There will be no rewrite of "Candle in the Wind" for Jade Goody's funeral, but in her own glottal, gobby way, she jabbed a knitting needle into the subconscious of Britain just as surely as Diana Spencer did, and revealed something dark and darkening about us. Why was a big-hearted, big-mouthed young woman who came fourth on a reality show back in 2002 seized on with such glee and turned into one of the most famous people in the country? Because we needed her, to salve our own soiled consciences.
In her short life, Jade showed how as Britain has spiralled into one of the most unequal and immobile societies on earth, we have begun to openly jeer and sneer at the people trapped at the bottom. We gleefully seized on her as "proof" that the people rotting on abandoned estates were not there because of the grim accident of birth, but because they were stupid and ugly and bigoted. And all we proved – with unwitting irony – was our own stupidity and ugliness and bigotry.
Here was a 20-year-old girl with a noisy laugh, a quick wit, and almost no knowledge. She thought "East Angular" was a separate country, and wondered what currency they use in Liverpool. So the press jeered that she was "a moron", "the High Priestess of the Slagocracy", and "proof of Britain's underclass".
That summer, a string of images of white, working-class women presenting them as bestial imbeciles dominated our screens.
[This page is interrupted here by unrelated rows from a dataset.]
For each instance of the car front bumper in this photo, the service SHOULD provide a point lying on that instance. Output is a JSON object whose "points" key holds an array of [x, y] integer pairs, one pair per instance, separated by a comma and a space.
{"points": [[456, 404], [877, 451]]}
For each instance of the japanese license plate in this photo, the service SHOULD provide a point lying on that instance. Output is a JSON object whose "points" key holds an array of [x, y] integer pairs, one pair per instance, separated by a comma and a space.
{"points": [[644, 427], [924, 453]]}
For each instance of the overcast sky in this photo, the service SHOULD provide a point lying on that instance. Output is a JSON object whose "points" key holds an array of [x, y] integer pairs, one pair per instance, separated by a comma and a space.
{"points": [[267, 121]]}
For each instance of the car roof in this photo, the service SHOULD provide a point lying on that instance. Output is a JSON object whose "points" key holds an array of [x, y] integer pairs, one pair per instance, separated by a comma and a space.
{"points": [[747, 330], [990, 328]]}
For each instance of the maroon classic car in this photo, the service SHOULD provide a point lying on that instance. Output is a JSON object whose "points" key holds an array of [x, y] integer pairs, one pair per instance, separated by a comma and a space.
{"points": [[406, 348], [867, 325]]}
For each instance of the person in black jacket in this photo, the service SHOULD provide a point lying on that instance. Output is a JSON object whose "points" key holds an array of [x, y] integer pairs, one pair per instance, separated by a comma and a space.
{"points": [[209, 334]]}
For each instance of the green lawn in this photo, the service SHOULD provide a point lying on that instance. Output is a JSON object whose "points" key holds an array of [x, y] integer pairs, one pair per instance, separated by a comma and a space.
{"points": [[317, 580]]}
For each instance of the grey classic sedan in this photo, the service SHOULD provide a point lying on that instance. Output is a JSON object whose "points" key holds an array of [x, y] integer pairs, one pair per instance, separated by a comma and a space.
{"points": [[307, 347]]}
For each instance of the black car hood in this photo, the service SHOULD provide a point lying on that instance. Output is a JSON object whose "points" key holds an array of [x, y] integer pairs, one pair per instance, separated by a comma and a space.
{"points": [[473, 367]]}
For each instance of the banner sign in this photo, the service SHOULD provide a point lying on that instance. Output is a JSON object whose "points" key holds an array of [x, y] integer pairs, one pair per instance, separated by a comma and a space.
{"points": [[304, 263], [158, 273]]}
Vicky Pollard – a single mum so thick she swaps her baby for a Westlife CD, played by a multimillionaire private schoolboy – was becoming a national icon. A chaotic single mum established Wife Swap as one of our favourite shows. Words of straightforward snobbish abuse – "chav" and "pikey" – were becoming acceptable again.
Go to any extremely unequal society, say, South Africa, or South America, and you will find a furiously suppressed sense of guilt. It's hard not to ask, at the back of your mind, "Why am I here in this mansion, while they are in the slums?" This guilt is resolved one way: by convincing yourself that the poor are sub-human, and don't have feelings like you and me. Oh, the people in the barrios and townships? They're animals! They stink! They're stupid! Jade and Vicky and the labelling of the poor as "chavs" filled that role for us. They know nothing! They are repulsive!
Nobody wanted to stop and ask: why doesn't Jade know much? Here's why. Her mother was a seriously disabled drug addict, so Jade didn't go to school much because she stayed at home to look after her. From the age of five, she was in charge of doing the cooking and ironing and cleaning. Jade explained: "As early as I could remember, I'd spent my whole life trying to protect my mum, frantically hiding the stolen chequebooks she used to have lying around the house when the police barged in on one of their raids; desperately denying to the teachers at school that she'd hit me for fear of being sent to social services."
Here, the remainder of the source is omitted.